Attend a Webinar to Prepare for Medicaid Prior Authorization Vendor Transition, Effective Aug. 1, 2025

May 1, 2025

We’re making changes affecting prior authorization requests for members with Blue Cross Community Health PlansSM

What’s changing: Effective Aug. 1, 2025, Carelon Medical Benefits Management will replace eviCore for prior authorization requests. Some prior authorization requests previously reviewed by eviCore will now be reviewed by Carelon or Blue Cross and Blue Shield of Illinois. First-level appeal reviews will move from eviCore to BCBSIL. Sign up for a webinar below to learn more about Carelon. 

These changes do not apply to prior authorization for services for members of Blue Cross Community MMAI (Medicare-Medicaid Plan)SM.

Effective for dates of service on or after Aug. 1, 2025, prior authorization requests should be submitted to Carelon for the following care categories:

  • Genetic testing
  • Medical oncology
  • Radiation oncology
  • Musculoskeletal (spine, joint and pain procedures)
  • Radiology
  • Rehabilitation (physical, occupational and speech therapy)

Effective for dates of service on or after Aug. 1, 2025, prior authorization requests should be submitted to BCBSIL for some services in the following care categories:

  • Select lab services
  • Select radiology services
  • Chiropractic 
  • Post-acute care
  • Sleep

Refer to our website for details on how to submit prior authorization requests for review by BCBSIL. For a list of codes for services in each category where prior authorization is required for BCCHPSM, see our prior authorization support materials (government programs)

What’s not changing? Prior to rendering care and services for members with BCCHP, check eligibility and benefits through Availity® Essentials or your preferred vendor portal. This step helps confirm if prior authorization is required for a specific service and member. You’ll also be directed to the appropriate utilization management vendor, if applicable, to submit your request for review. 

How to submit prior authorization requests through Carelon for BCCHP: Beginning July 14, 2025, contact Carelon for prior authorization requests for dates of service on or after Aug. 1, 2025. 

  • Online – The Carelon Provider Portal is available 24/7.
  • Phone – Call Carelon at 866-455-8415, Monday through Friday, 7 a.m. to 7 p.m. CT.

You must register with Carelon to access their online portal. If you’re already registered with Carelon to submit prior authorization requests for our commercial members, you don’t need to register again for BCCHP.

Sign up now for a webinar to learn more about Carelon: We encourage all staff (physicians, APRNs, PAs, nurses, office managers, billing and coding staff) to participate in at least one training opportunity, even if you’re already familiar with Carelon. These live webinar sessions will demonstrate how to register and navigate the Carelon portal to enter prior authorization requests specific to our members with BCCHP. You’ll also learn where to find related resources, such as order entry checklists and clinical guidelines. Each session includes time for open discussion and Q&A.

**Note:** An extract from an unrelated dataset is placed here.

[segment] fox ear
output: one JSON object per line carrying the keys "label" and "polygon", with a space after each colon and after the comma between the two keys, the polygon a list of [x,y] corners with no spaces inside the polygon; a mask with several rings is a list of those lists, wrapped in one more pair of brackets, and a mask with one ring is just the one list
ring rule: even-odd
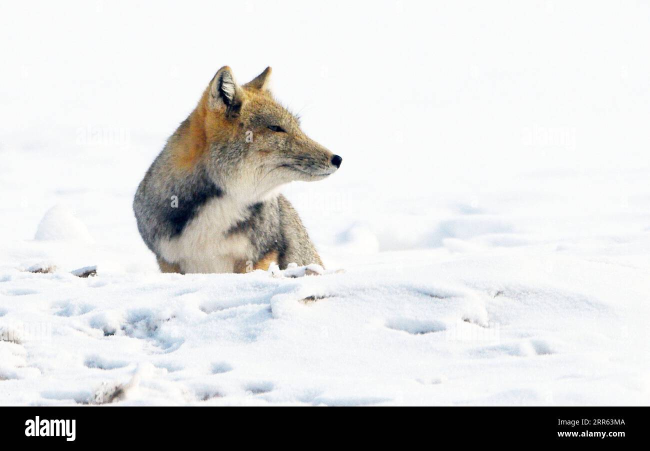
{"label": "fox ear", "polygon": [[208,107],[211,110],[218,110],[225,107],[227,114],[236,114],[239,112],[243,100],[244,92],[235,81],[232,70],[228,66],[224,66],[216,71],[210,82]]}
{"label": "fox ear", "polygon": [[253,88],[260,90],[268,90],[268,81],[270,79],[271,68],[268,67],[264,71],[255,77],[254,79],[244,84],[246,88]]}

Carelon Provider Training for Medicaid Prior Authorization Requests
Register now by selecting your preferred date and time from the list below. 

Genetic Testing

Medical Oncology

Radiation Oncology

Musculoskeletal 

Radiology

Rehabilitation (PT, OT, ST)

 

Checking eligibility and benefits and/or obtaining prior authorization is not a guarantee of payment of benefits. Payment of benefits is subject to several factors, including, but not limited to, eligibility at the time of service, payment of premiums/contributions, amounts allowable for services, supporting medical documentation, and other terms, conditions, limitations, and exclusions set forth in the member’s policy certificate and/or benefits booklet and or summary plan description. Regardless of any prior authorization or benefit determination, the final decision regarding any treatment or service is between the patient and their health care provider. 

Availity is a trademark of Availity, LLC, a separate company that operates a health information network to provide electronic information exchange services to medical professionals. Availity provides administrative services to BCBSIL. Carelon Medical Benefits Management (formerly AIM Specialty Health) is an independent company that has contracted with BCBSIL to provide utilization management services for members with coverage through BCBSIL. eviCore healthcare (eviCore) is an independent company that has contracted with BCBSIL to provide prior authorization for expanded outpatient and specialty utilization management for members with coverage through BCBSIL. BCBSIL makes no endorsement, representations or warranties regarding third party vendors and the products and services they offer.